Biographies/Owen Wiiri

Tags: Mackenzie-Papineau Battalion Artist Fuentes de Ebro Finnish WWII Veteran Young Communist League Machine Gun Company Member of Communist Party

Researcher: Eli Lizama, Stuyvesant '24

Owen Wiiri (Weiri) was born on October 31st, 1916, and lived on 15 West 126th Street in Harlem, surrounded by the flourishing Harlem renaissance at the time. His father, Guustava Weiri, immigrated from Finland to New York in hopes of a better life. There he met Konsta Hill, and Owen Wiiri was born. He went to public school up until 9th grade which he dropped out of Flushing High School, where later he went to civilian military training, and then moved onto carpentry for employment; he had always been interested in the arts and continued to pursue that throughout his life. He married an older woman, Margaret, who took on his last name. He joined the Young Communist League in New York in 1933 and heard through them of the civil war in Spain, and quickly after the Abraham Lincoln Brigade. Owen had strong opinions on the state of fascism and was part of the communist party, so he joined without hesitation. He sailed to Spain on June 2nd, 1937 aboard the Paris with many others of the league.

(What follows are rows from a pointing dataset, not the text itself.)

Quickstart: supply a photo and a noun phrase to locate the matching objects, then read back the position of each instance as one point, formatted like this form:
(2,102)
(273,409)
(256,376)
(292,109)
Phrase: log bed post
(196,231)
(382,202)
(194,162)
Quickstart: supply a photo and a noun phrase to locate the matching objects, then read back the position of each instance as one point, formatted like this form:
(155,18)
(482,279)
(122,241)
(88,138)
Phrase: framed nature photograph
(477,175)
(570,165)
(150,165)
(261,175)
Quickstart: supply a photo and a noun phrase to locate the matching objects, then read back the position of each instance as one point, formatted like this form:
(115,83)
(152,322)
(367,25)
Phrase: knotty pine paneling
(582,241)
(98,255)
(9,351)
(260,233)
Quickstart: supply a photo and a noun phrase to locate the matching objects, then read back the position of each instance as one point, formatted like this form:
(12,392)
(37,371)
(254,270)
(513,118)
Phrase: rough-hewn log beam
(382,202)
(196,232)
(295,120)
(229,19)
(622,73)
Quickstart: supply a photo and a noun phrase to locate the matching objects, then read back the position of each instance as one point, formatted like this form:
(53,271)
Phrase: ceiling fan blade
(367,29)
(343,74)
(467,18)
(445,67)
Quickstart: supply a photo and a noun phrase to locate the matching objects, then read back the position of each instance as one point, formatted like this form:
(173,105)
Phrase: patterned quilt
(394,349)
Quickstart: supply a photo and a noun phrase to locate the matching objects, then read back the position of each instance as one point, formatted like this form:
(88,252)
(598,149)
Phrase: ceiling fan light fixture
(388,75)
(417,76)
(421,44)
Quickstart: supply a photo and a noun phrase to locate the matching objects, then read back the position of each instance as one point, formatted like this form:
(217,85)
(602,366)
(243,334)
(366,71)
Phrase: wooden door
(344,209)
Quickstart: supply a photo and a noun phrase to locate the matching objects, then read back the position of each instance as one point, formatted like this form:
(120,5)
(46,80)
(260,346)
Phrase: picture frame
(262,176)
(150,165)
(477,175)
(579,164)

Owen was placed in the Machine Gun company of the Mackenzie-Papineau battalion, where he was regarded by the rest as the company’s artist. Unfortunately, his only works published were made after the war. He touched on topics of Industrialism and the working people, something he was clearly involved with. Though many of the members of the battalion were Canadian and spoke French, he still felt like he had a place in the company. After just a month of basic training, the battalion was sent out to their first battle at Fuentes de Ebro. Having been so early in the war, and the little training of the company led to this being one of the bloodiest battles of the war. Owen was not exempt from the violence, suffering intense shell shock and temporary blindness. Yet he stayed in Spain and powered on through the war with the Mackenzie-Papineau for another year. He returned on July 2nd, 1938 aboard the President Harding, Just months before the International Brigade send-off in Barcelona. He later served in WWII, and afterward was placed on a list of un-American propaganda activities for his time served with the Abraham Lincoln Brigade, and eventually passing away in Texas, July 9th, 1974.

Sources “Owen Weiri (Also Wiiri) - Owen Weiri (Also Wiiri), the Coal Miner.” Accessed June 8, 2024.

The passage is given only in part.